Addressing the participants, who were from the Nanumba North and Bole districts and the Tamale metropolis, the Regional Programme Manager of ActionAid, Madam Esther Boateng, observed that the girls' camp event, which started in 2001, has impacted positively on the psychological and general well-being of the beneficiary girls.

She stated that the event, which is a brainchild of ActionAid, had put many girls on a sound footing to enable them to take up responsible positions in the society.

According to her, the organisation in the past selected 30 girls from each region to Accra to learn from role models and visit places of interest.

However, she said, because of the distance and cost involved in sending the girls from their respective communities to Accra, the annual regional girls' camp was introduced about four years ago to give those in the rural communities a greater chance of participating in the programme.

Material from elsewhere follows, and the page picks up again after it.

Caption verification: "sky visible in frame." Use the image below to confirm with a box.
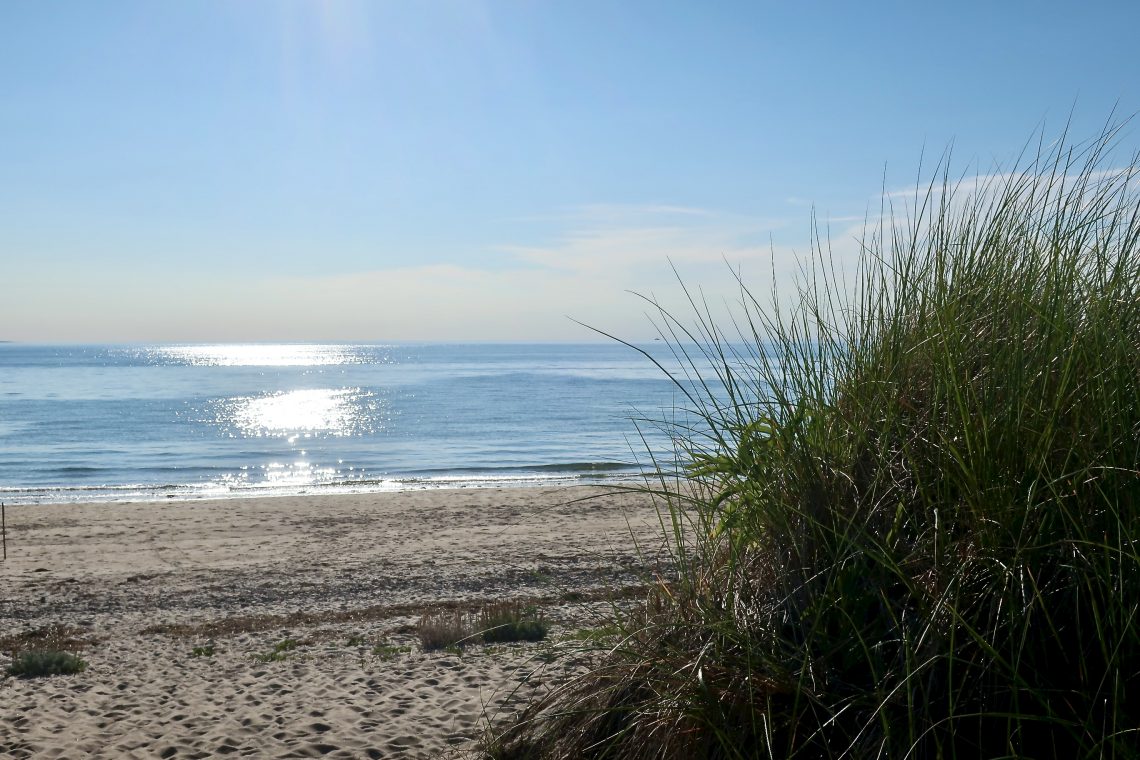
[0,0,1140,343]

"We have been monitoring the progress of the girls who benefit from our interventions and we can confidently say that most of them are in responsible positions of the country", Madam Boateng noted.

Ms Benedicta Mohammed of the Nyohini Presbyterian Junior High School in Tamale and Fusheini Abibata of the Evangelical Presbyterian Primary at Bimbilla shared some of their experiences with the Daily Graphic.

They noted that the camp was helpful because apart from enhancing their academic work, it also equipped them with the requisite skills to be able to fit  anywhere they found themselves in the world.

The participants were taken through good manners, personal hygiene, sexual reproduction and sexuality, reading skills, among other things.

As part of the event, a reading competition was held for the participants to encourage them to cultivate the habit of reading.

Fatima Alhassan, a Primary Six pupil of the Bole Jugbor Primary School, took the first position followed by Saaka Adiata, Zakaria Memunatu and Fusheini Abibata for the second, third and fourth positions respectively.

The event was on the theme,“Empowering girls through education: securing national development.”